And we certainly shouldn’t overlook Robert Stevens, the chief exec at Lockheed Martin, the top federal contractor of them all. Stevens made $20.4 million last year running a company that takes in 84 percent of its revenue from the U.S. government. A member of Congress would have to serve 58 two-year terms to make that much.

This list -- of private sector execs currently making fortunes from public sector tax dollars -- could go on quite a bit longer. Federal contracting has become a mammoth operation. In 2009 alone, the top 100 private purveyors of public services gobbled up $130 billion in federal contracts.

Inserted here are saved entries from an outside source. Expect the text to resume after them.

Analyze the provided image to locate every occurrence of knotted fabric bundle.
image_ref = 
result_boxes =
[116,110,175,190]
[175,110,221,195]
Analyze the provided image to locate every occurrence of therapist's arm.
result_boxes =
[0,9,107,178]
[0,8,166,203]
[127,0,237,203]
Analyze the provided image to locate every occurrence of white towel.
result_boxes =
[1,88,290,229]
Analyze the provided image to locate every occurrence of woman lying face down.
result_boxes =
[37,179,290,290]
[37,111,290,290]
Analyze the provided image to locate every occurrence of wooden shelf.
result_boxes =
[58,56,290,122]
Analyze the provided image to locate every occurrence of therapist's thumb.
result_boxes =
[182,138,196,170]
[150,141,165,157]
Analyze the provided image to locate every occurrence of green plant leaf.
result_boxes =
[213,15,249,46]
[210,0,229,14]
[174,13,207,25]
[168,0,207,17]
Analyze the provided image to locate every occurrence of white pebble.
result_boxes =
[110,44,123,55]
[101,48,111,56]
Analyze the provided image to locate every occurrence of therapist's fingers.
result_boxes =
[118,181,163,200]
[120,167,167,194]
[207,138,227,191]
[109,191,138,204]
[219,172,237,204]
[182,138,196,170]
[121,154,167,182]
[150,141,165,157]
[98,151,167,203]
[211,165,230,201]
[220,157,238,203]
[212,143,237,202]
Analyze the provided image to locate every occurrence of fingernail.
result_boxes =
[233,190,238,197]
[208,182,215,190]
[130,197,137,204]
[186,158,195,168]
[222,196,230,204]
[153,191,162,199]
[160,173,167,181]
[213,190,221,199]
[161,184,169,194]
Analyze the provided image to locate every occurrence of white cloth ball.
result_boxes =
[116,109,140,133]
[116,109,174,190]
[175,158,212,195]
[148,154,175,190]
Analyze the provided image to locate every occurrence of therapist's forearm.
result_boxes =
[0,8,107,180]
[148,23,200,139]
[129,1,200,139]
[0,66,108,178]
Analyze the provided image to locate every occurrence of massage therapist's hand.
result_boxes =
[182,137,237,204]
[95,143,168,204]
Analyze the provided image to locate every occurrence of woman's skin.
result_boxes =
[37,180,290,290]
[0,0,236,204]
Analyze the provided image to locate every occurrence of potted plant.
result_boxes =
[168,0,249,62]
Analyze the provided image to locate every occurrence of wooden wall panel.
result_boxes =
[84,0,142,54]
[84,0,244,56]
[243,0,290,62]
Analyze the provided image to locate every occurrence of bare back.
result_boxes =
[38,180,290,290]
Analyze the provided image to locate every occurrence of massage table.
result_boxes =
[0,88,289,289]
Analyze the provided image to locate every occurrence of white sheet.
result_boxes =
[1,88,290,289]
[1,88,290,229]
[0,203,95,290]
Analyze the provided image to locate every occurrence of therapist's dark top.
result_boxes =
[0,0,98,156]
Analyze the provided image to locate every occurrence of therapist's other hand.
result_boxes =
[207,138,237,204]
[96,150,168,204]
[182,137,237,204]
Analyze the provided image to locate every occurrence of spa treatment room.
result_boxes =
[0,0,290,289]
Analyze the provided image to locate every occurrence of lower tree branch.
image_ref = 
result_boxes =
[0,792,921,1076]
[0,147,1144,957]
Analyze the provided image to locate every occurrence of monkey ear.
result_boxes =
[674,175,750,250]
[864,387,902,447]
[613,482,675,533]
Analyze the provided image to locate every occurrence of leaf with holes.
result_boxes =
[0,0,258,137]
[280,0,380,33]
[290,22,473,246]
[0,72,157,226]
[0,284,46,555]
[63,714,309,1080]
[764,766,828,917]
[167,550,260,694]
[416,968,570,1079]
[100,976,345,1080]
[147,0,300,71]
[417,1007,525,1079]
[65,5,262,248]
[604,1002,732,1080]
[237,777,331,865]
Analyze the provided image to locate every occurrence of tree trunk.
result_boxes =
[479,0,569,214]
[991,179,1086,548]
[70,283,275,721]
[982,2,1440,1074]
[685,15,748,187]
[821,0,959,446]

But you don’t have to grab a government contract to profiteer off tax dollars. A hefty number of corporate concerns have developed highly lucrative business plans that exploit our tax dollars indirectly. For-profit institutions of higher “learning” have evolved this exploitation into a morally indefensible art form.

For-profit colleges have been around, of course, for generations, but mostly at the margins of higher education. Two decades ago, less than 1 percent of college students attended for-profit institutions.

That figure has since multiplied over tenfold. The secret to the for-profit higher ed sector’s success: Corporate educational empires like the Apollo Group, operator of the University of Phoenix, aggressively recruit low-income students who qualify for federal student loans.

The students use these loans to pay their tuition. But many never graduate, and many of those who do don’t have the skills they need to make enough money to pay back their loans. So they default -- and taxpayers get stuck with the tab.

The top execs at these for-profit education corporations, in the meantime, get rich. Last week, a Bloomberg news report documented, for the first time ever, the incredible extent of these riches. Top execs at the nation’s biggest 15 for-profit colleges, notes the new Bloomberg report, have together pocketed $2 billion since 2003 selling off shares from their personal stashes of company stock.

Nine of these execs took in windfalls over $45 million each.

The vice-chair of the Apollo Group, Peter Sperling, cashed out an amazing $574.3 million. He currently owns a $20 million estate in California’s Santa Barbara and a “neoclassical villa and guest house” in San Francisco worth $47 million.

“For-profit colleges,” says Columbia University education analyst Henry Levin, “are reaching into the public trough to finance luxurious lifestyles at the expense of people who are going to have to pay back loans.”

All this feeding at the public trough, we need to keep in mind, comes at a time when local and state government budget cuts have public colleges and universities laying off faculty, raising tuition, and axing academic programs.